Çerçioğlu’nun CHP’den istifa edip AK Parti’ye geçmesi çok tartışıldı.
Böyle bir tercihin etik olup olmadığı konusu, tartışmaların odağını oluşturuyordu.
Bunları bir yana bırakalım. Aydın Büyükşehir Belediye Meclisi’nde CHP’nin 56, AK Parti’nin 19, MHP’nin 6, İyi Parti’nin 2 üyesi var.
Meclis toplandığında neler yaşanacağını göreceğiz.
Türk siyasetinde en çok parti değiştiren isim merhum Yaşar Okuyan’dır. Okuyan, MHP’de başladığı siyasi yaşamını ANAP, DYP, Halkın Yükselişi Partisi, Hürriyet ve Değişim Partisi, DP gibi partilerde sürdürmüş, CHP’de noktalamıştır. Hiç birinde seçmen kitlesine danışmamıştır, bir keresinde de Yaşar Nuri Öztürk’ün kurduğu partiden kovulmuştur.
Okuyan, parti değiştirmekle zaten seçmen tabanını yitiren bir politikacıydı.
Benim tanıdığım, çokça parti değiştiren siyasetçilerden biri de Işılay Saygın’dır. Işılay Hanım’ın gençlik yıllarında MHP’li olduğu bilinir. Siyasete Adalet Partisi’nde 1973 seçimlerinde Buca Belediye Başkan adayı sıfatıyla başlamış, 12 Eylül’de bu parti kapatılınca MDP’ye girmiştir. Bu partiden milletvekili seçilen Saygın, önce DYP, daha sonra ANAP saflarında politika yapmış, ancak her parti değişiminde; Buca’daki kurmaylarını toplayarak onların görüşlerini ve iznini almıştır.
Parti değiştirmek, memnuniyetsizliğin ya da rahatsızlığın sonucu ise amenna. Nemalanmanın sonucuysa “Nayır!”
Dilimizde tüy bitti ama…
Evet; dilimizde tüy bitti. Her yıl bu günlerde bir yerimizden dürtülüyoruz, Fuar’ı konuşuyor, yazıyoruz. “Nerede o eski fuarlar?” diye de bir nağme patlatıyoruz.
Bir güç gelse de eski Fuarları “Hadi senin istediğin gibi yapalım” dese Zeki Müren’i nereden bulacak, Nejat Uygur’u, Kübana’yı, Mogambo’yu, Lunaparkı, efsane fil Bahadır’ı, Amerikan, Sovyetler Birliği, Çin, Japonya pavyonlarını nasıl geri getirecek?

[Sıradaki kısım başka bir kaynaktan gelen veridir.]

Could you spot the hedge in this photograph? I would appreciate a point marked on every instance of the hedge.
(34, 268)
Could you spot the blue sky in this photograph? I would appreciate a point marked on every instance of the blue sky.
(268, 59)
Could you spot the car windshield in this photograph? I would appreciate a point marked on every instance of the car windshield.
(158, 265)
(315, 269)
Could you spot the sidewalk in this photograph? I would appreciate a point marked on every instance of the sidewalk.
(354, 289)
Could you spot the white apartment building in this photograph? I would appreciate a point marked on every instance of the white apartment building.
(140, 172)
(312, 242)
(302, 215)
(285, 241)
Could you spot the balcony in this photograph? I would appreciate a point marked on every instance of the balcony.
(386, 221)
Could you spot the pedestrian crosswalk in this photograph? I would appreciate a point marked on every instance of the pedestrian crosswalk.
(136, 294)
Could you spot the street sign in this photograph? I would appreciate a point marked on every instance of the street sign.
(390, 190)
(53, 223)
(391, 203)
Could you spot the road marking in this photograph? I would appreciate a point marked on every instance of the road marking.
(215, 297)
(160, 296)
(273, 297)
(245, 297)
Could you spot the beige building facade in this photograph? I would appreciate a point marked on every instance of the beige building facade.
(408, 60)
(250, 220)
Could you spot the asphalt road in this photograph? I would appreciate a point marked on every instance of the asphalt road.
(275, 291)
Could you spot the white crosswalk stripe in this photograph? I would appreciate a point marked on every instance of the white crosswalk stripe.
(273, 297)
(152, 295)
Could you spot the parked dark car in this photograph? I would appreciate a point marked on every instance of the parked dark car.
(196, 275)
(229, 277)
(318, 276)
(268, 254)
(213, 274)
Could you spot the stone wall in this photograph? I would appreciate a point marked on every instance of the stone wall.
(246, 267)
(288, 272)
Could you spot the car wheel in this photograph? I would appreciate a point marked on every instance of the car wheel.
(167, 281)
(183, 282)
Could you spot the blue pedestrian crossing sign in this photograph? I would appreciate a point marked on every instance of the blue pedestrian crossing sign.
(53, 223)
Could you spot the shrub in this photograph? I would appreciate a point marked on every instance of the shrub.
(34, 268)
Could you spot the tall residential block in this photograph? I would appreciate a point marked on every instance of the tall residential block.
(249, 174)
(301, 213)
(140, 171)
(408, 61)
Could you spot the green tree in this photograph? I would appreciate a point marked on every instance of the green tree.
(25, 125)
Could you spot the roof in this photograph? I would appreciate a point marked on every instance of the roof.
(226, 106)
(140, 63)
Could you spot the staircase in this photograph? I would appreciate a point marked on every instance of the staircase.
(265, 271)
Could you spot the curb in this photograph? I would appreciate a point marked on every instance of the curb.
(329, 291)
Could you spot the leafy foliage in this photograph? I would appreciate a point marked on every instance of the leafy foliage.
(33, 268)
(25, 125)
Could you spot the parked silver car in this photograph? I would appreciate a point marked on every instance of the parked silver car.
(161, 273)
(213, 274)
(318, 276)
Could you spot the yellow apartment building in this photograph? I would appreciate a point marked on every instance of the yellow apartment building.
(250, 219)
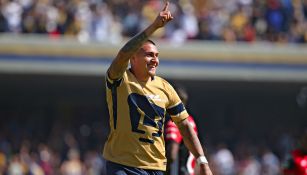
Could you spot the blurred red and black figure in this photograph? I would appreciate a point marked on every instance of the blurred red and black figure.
(297, 161)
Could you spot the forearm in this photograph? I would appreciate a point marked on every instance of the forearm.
(190, 138)
(120, 63)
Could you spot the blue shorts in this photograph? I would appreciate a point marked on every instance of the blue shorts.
(118, 169)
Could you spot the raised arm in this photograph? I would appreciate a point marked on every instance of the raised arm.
(192, 142)
(121, 61)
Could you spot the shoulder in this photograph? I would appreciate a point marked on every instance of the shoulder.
(163, 82)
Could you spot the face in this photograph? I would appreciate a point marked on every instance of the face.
(145, 62)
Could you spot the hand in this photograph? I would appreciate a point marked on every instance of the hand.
(204, 169)
(164, 16)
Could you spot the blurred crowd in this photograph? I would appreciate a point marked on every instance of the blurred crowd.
(111, 20)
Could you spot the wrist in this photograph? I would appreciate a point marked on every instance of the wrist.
(201, 160)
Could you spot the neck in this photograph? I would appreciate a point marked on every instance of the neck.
(141, 78)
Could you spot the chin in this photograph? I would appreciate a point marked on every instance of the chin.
(152, 73)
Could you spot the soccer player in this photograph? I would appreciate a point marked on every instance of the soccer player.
(175, 149)
(138, 101)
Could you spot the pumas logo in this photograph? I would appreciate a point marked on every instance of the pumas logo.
(154, 97)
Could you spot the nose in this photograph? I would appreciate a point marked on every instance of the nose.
(155, 60)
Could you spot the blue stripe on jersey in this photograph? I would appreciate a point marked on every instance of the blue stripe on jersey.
(176, 109)
(113, 87)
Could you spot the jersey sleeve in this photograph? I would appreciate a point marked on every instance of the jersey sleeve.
(172, 132)
(175, 107)
(113, 83)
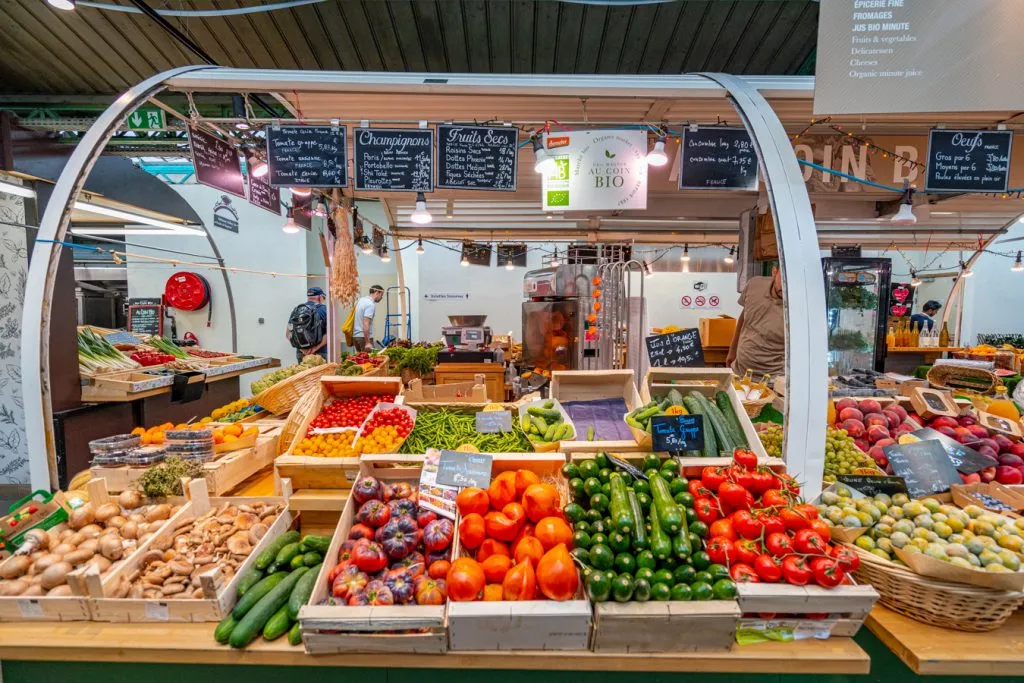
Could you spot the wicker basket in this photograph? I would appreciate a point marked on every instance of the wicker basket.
(283, 396)
(939, 603)
(956, 377)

“Nerede o eski fuarlar?” aslında absürt bir beklentidir.
Bizim asıl beklentimiz, Fuar’a bu fotoğraftaki İzmirliler gibi Fuar cazibesi yaratacak yeni bir modelin oluşmasıdır. Elbette Lunapark gibi, Akasyalar, Ekici Över gibi bahçelerin açılmasını kimse beklemez. Ama Mogambo, Göl Gazinosu, Ada Gazinosu, Kübana, bizim kuşağın “Nerede ah bunlar?” diyebileceği mekanlardır ve günün ihtiyaçlarına uygun tarzda bir revize işlemi, elbette geçmişin anılarını yok saymadan ortaya koymak bizim kuşağın beklentisidir.
Cemil Tugay Başkan’ın bu konudaki hassasiyetini sezer gibiyim.
İşgal cenneti
Bu ülkede devlet, vatandaşın mülkiyet hakkını gereği gibi korumuyor.
Hal böyle olunca kurnaz tipler, meydanı boş bulup istedikleri yeri işgal ediyorlar. Başkasının arazisine fabrika, depo kuranlar var.
Avukatlar, işgal davasını en bahtsız dava grubunda saydıklarından devreye girmiyorlar.
Bir de şöyle bir saçma kanunumuz var:
Sahibi ister devlet, ister vatandaş olsun bir yeri aralıksız 20 yıl işgal edenler, burayı tapuya kaydettirebiliyorlar.
Vicdanların kabul etmediğini devlet hak diye hükmetmiş. Ne diyelim?